The identification of every user making a request to a given system is vital to ensuring that action is only taken by, and information only returned to, those who need it. This happens in two steps: first, the requester is identified (authenticated), and then that identity is used to determine which parts of the application they are allowed to access. These identities can include systems that need access in order to perform background processing, or they can be assigned to a person like an employee or a client.
Now that we know why identities matter, it’s essential to realize that people are not always customers for life, new employees will be hired, and other employees will decide to leave. All of these activities require that identities have a lifecycle wherein they are created, modified, and eventually retired. This can be done manually across the few systems that exist in small organizations, but as organizations expand, identity lifecycle management becomes a much more daunting task.
Identity Management Use Cases for Automation
There are a nearly infinite number of scenarios in which automation can be used within an organization’s identity lifecycle management practice. Below is a list of some of the higher value and easier-to-showcase use cases which quickly prove that the ultimate value of automation is well worth the initial time investment that it takes to fully automate your organization’s processes.
New Employees
You’ve probably started a new job and had to wait days or even weeks to get all of the access that you need in order to do the work you were hired to do. Automation will help streamline this process so that companies have everything ready on the new employee’s first day of work.
When new employees are brought into an organization, there are many things that need to be done, and requests are not always made in a timely manner so that things are ready when needed. These tasks include adding new employees to the corporate directory and the payroll system, granting them access to business applications, assigning them desks, and ordering and delivering their laptops, uniforms, phones, and more. All of these tasks can be individually automated and then combined into workflows that can be run on-demand or scheduled to run at a specific time prior to the employee’s start date.
Outgoing Employees
When employees leave an organization, they no longer need access to the company’s systems or other property, and it’s a best practice to remove their access as soon as possible. Automation enables organizations to identify and suspend such accounts with a nice clean record of when it happened for auditing purposes.
By taking advantage of automation, especially in the event of a termination, there won’t be any scrambling to remember which systems they may have had access to. Instead, the process will be routine and applied consistently. If an employee is just moving to a new role in the organization, the automation can be set to clean up the old permissions after a transition period so that the employee can still help their former department train the new hire.
Attestation
In the world of regulated industries, access to sensitive systems and data must be routinely revalidated.
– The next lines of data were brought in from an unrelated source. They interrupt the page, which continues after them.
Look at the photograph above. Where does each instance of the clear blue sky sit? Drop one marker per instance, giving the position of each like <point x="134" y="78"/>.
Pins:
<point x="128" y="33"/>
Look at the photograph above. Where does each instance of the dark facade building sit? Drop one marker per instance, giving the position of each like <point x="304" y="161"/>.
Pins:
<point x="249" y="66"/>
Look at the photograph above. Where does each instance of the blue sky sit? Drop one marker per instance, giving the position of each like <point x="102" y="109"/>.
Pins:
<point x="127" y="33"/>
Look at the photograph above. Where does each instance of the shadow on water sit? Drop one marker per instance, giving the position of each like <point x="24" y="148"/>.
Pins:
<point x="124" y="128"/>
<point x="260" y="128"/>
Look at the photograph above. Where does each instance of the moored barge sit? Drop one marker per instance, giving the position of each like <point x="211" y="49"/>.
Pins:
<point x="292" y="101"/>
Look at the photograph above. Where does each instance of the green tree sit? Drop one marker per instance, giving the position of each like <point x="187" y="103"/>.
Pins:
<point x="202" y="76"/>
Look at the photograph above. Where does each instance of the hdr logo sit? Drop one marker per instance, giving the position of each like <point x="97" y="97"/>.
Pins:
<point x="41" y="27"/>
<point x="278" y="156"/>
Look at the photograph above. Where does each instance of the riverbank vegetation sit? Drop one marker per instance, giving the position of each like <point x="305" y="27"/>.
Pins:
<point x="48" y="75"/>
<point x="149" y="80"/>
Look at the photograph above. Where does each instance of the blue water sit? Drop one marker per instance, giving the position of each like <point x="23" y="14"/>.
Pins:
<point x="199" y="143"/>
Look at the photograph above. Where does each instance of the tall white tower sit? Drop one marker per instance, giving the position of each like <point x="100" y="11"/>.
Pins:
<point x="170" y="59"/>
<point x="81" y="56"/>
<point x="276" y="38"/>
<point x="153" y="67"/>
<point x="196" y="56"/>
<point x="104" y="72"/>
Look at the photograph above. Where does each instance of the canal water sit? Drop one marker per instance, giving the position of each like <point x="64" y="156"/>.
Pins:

With automation, businesses can generate reports to ensure that only the right roles have access to the right systems. Automation can also prevent access drift, where people are granted access outside of the proper channels. With more advanced automation, you can create interactive reports and require the system owner to acknowledge that the data in the report is accurate for auditing and compliance.
Privilege Escalation
There are times when people need more access than normal to perform specific functions. This is often handled unofficially, and there might be no record, no cleanup, and (often) no prior approvals. This isn’t because people want to be sneaky; it’s often done at the last minute in order to fix a problem, or because no one knows who owns the system and it’s easier and faster to just escalate privilege than it is to figure out who to ask. What if you could build a workflow that could automatically locate and ask the owner to approve or deny the request, then remove any escalated access that it granted after a specific amount of time?
Separation of Duties
The separation of duties policy ensures that no one person controls all aspects of a task; for example, no single employee in the accounting department can create a supplier, submit an invoice, and also pay that invoice. Depending on the type and size of an organization, it might have rules about the separation of duties. It’s incredibly time-consuming to check specific roles manually, but it can be done quickly with some basic automation. In addition, remediation can also be handled automatically.
Not only does introducing automation into your identity management workflow just make sense, but it’s also the only way that you can really be consistent when actively processing changes to identities and when confirming that no changes are happening outside of the defined process. In addition, automation will reduce access drift, wherein unused accounts do not get removed or people gain new access when they switch roles without losing their old access privileges.
All of these benefits will help reduce the available attack surface for potential security breaches and make complying with industry regulations and laws much easier. That includes privacy laws, which have become high profile in the last few years. These laws — like HIPAA, PIPEDA, and GDPR — often impose sizable fines, even when organizations involuntarily disclose personally identifiable data. The source of these leaks is often unused accounts or accounts that have been granted too much access.